Uno spot “fuori tempo” (se mai è stato il tempo per queste cose…), un’ideologia portata avanti nonostante altrove stia facendo molto più rumore un ritorno alle tradizioni e ai valori: è questa la fotografia che Alberto Contri, presidente dell'Associazione italiana agenzie di pubblicità, professore universitario e ex membro del CDA Rai, dà del nuovo spot della Pupa che, con la donna che scappa con l’altra donna mollando sull’altare il futuro marito, strizza l’occhio alle ideologie LGBT e lo fa proprio in esclusiva nella settimana di Sanremo.
Professore. Cosa ne pensa del nuovo spot Pupa che propone, per l’ennesima volta nel panorama tv e pubblicitario, ideologie LGBT?
„Questo nuovo spot a dire la verità rappresenta un fatto curioso e anacronistico perché nel frattempo, nel mondo, comincia a esserci una ribellione a questo modo di pensare: ad esempio è un fatto che la birra Budweiser, più diffusa negli Stati Uniti, ha usato ultimamente una modella transgender come volto delle bottiglie light. Ebbene: vi è stato un vero e proprio boicottaggio: le persone non l’hanno più comprata, si è avuto un tracollo in borsa. L’azienda ha perso 27 miliardi di dollari e hanno dovuto fare una massa di licenziamenti».
Non l’unico caso, vero?
«No. Un’altra società di moda, che ha fatto una linea per bambini arcobaleno, si è dovuta rassegnare alla produzione rimasta invenduta sugli scaffali. Nel frattempo, invece, è uscito un altro spot, quello di una nota macchina francese, dove si vede una biondina sgallettata che guida la macchina e incrocia “trend” e “stereotipi” fino a che la macchina continua ad andare avanti e si dice “Devi credere solo in te stessa”. Poi c’è l’altro fenomeno della Walt Disney che quanto a perdite in borsa non è da meno dopo aver utilizzato le politiche LGBT inserendo nei film teorie gender e quant’altro. Lo stesso dicasi anche per il parco di Parigi che ha subito un profondo calo di visite delle famiglie».
Torniamo a Sanremo. Dunque perché questo insistente proporre queste tematiche, per altro nella rete di punta della RAI?

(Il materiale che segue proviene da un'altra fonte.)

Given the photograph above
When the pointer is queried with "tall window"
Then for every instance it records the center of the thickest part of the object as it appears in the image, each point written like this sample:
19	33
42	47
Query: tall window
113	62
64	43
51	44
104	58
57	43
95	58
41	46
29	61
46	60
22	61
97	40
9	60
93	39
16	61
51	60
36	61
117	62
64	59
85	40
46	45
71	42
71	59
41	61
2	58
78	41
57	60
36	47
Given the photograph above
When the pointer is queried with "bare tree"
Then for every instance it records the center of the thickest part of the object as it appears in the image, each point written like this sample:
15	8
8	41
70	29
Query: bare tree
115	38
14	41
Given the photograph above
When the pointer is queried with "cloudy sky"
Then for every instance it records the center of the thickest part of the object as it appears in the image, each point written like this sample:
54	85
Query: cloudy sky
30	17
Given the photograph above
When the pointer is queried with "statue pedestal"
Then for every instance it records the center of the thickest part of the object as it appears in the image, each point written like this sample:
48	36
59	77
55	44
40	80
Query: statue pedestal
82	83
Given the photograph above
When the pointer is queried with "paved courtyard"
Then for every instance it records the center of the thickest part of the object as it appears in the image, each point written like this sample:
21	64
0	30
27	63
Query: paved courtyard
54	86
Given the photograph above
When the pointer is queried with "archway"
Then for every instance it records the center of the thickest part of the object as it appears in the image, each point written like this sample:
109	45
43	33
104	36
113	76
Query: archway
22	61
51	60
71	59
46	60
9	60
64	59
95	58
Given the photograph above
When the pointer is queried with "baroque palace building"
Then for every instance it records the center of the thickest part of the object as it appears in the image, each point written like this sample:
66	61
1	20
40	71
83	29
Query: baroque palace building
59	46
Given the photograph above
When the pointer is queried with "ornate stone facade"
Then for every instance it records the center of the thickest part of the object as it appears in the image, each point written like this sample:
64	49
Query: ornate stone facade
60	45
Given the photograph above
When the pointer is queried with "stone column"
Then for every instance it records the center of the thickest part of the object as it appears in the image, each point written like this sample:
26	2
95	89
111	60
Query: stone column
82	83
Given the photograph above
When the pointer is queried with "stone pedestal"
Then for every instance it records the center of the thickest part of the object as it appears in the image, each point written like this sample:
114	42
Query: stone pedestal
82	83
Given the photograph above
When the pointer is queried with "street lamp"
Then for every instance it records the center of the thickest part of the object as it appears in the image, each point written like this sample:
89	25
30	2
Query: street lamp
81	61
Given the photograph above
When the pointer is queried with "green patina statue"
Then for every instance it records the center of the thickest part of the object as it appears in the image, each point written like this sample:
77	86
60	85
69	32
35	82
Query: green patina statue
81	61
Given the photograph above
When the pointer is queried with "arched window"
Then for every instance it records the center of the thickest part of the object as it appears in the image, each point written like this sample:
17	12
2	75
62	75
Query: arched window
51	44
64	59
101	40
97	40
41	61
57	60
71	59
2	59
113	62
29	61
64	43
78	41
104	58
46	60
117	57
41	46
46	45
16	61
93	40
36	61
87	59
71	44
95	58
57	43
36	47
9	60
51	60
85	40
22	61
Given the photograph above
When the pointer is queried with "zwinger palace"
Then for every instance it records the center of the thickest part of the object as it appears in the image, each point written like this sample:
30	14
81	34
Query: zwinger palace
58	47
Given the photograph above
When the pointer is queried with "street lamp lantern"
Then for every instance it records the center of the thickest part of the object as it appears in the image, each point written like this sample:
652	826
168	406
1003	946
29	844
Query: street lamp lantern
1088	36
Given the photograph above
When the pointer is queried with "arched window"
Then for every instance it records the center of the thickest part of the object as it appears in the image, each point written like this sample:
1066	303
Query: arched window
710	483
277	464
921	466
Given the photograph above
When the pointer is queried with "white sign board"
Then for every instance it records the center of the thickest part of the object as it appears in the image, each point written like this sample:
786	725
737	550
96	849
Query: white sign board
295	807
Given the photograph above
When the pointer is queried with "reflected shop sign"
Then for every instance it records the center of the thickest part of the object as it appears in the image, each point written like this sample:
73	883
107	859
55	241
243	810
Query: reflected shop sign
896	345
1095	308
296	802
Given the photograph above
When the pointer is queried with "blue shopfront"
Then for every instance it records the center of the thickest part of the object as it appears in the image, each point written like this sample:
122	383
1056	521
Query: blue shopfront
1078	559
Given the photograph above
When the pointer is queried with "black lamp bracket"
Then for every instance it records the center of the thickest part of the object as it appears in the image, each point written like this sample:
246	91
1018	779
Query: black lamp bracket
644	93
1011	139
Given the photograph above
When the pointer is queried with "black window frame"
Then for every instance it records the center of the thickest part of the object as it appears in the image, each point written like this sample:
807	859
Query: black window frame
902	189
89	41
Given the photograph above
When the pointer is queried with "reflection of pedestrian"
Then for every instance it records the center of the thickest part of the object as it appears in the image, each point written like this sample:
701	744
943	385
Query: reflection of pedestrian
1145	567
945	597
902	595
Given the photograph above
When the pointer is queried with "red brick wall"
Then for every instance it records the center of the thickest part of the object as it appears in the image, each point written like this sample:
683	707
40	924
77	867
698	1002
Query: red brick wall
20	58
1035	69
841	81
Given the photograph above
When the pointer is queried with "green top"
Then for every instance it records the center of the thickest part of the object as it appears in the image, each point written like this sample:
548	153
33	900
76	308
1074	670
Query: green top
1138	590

«E’ uscita un’intervista di Amadeus su Vanity Fair in cui lui dice, fra le varie cose, che non interessa cosa fanno i suoi figli, chi amano: a lui interessa solo che stiano bene, loro possono amare chi vogliono. Questi sono i valori di Amadeus traslati in trasmissione. Invece Gianpaolo Rossi, direttore generale della RAI, parla dell’evento di Sanremo come “grande impresa culturale”. O non lo sanno o probabilmente fanno finta di niente: per la quinta volta ci ammollano con queste filosofie di assoluto relativismo etico da un lato con ciascuno ama chi vuole. Di fatto una promozione contro la famiglia, in un momento in cui i governi si sbracciano per la natalità. Ossimoro e assurdo è il proporre lo stereotipo del superamento della famiglia tradizionale. Il promuovere un’alternativa proprio in un momento in cui è fuori tempo».
Eppure…
«Siamo i provinciali di turno. E’ uscito pure un cantante, un rap che sta facendo furore negli Stati Uniti e che protesta contro lo woke culture: “Basta non se ne può più” dice. Sta avendo milioni di follower. Nonostante questi, che non sono più segnali deboli ma segnali forti, ci sono delle persone che fanno finta di niente e fanno gestire tutto da un conduttore tecnicamente bravo ma che non si capisce cosa abbia in testa».
Il tutto rischiando di rovinare un evento che era parte della tradizione popolare.
«Una volta c’era un sentimento di unità popolare attorno al festival: la musica trasmetteva dei valori. Oggi va così: nel momento in cui perfino un rap di grandissima fama dice non ne possiamo più questi vanno avanti pensando di fare scandalo. Sa cosa Le dico? Spero vada a finire come con la Budweiser».